Solutions are AI-generated and pending review.

JEE Main 2026 · Apr 4, Shift 1 Q695278300
A non-volatile, non-electrolyte solid solute when dissolved in 40 g of a solvent, the vapour pressure of the solvent decreased from 760 mm Hg to 750 mm Hg.

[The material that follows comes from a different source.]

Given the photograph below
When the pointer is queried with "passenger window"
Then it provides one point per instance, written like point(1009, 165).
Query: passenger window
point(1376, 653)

If the same solution boils at 320 K, then the number of moles of the solvent present in the solution is _____. (Nearest integer) [Given: boiling point of the pure solvent = 319.5 K, $K_b$ of the solvent = 0.3 K kg mol$^{-1}$]
Solution

Step 1 — Moles of solute from boiling point elevation.

$$\Delta T_b = T_b - T_b^\circ = 320 - 319.5 = 0.5\ \text{K}.$$

$$\Delta T_b = K_b\, m \implies m = \frac{0.5}{0.3} = \frac{5}{3}\ \text{mol kg}^{-1}.$$

With solvent mass $= 40\ \text{g} = 0.040\ \text{kg}$:

$$n_{\text{solute}} = m \times 0.040 = \frac{5}{3}\times 0.040 = 0.0667\ \text{mol}.$$

Step 2 — Moles of solvent from relative lowering of vapour pressure.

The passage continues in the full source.